Task #102164
closedEpic #101608: File Abstraction Layer Changes for v13
Have the task object clean up the configuration
100%
Description
Within the FileProcessingService class, various cleanups regarding the configuration array was made in order to avoid duplicate processed files.
However, as noted in the existing code, this actually are special cases for specific tasks (ensuring that width and height are actually integers and have max boundaries in ImagePreviewTask).
However, there is a culprit when moving this to the actual Task Objects (and that might be the reason why it was implemented the way it was):
First, there is the ProcessedFile object, which then has a ->getTask() call, which then builds the Task object. The Task object thus needs a ProcessedFile object.

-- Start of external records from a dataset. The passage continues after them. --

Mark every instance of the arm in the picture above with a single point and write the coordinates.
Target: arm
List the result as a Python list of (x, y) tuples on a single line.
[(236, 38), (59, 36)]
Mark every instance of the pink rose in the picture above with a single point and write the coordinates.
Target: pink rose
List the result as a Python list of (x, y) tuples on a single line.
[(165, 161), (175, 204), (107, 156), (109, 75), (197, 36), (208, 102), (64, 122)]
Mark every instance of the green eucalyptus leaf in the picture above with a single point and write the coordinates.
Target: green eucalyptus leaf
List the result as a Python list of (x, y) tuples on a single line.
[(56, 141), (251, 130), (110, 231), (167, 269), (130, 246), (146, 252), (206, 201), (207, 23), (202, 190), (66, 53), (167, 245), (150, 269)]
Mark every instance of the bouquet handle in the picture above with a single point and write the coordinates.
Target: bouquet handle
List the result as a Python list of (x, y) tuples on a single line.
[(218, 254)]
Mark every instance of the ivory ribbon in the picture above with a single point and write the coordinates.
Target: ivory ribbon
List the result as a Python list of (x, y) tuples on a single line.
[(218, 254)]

But the ProcessedFile object is created AFTER it was checked in the DB based on the given configuration (which needs to be sanitized first to avoid duplicates),
so a classic Chicken Egg problem.
In the ideal world, the Task object should not hold state anymore, but write everything back to the ProcessedFile (e.g. configuration) as this is still duplicated in the current state.

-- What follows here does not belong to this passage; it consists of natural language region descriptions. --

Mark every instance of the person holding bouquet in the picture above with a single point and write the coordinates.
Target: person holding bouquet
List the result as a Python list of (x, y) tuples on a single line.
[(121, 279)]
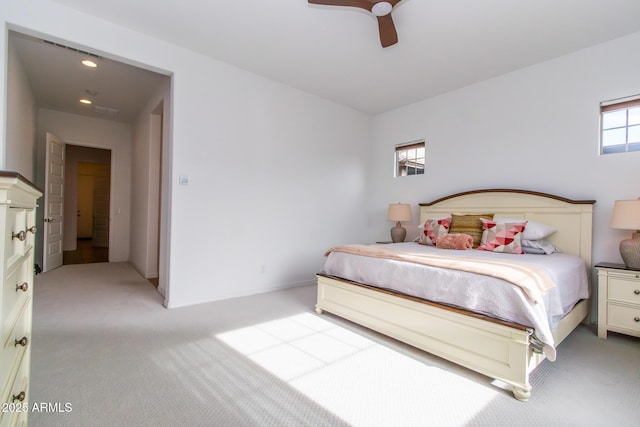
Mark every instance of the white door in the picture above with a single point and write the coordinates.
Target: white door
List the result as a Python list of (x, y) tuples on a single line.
[(53, 203)]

So, to reduce the interwoven situation, the AbstractTask object now has a new option called sanitizeConfiguration() which at a later point should be part of the interface (= breaking), but then also work with the ProcessedFile->getProcessingConfiguration()
directly to reduce the duplication of memory everywhere.
For the time being, an intermediate (empty) ProcessedFile
is created, a Task object is instantiated and the configuration
is sanitized (in the ProcessedFileRepository),
when checking in the DB if a DB entry is available.
The final ProcessedFile object is re-created after the DB
query, which contains the sanitized configuration array.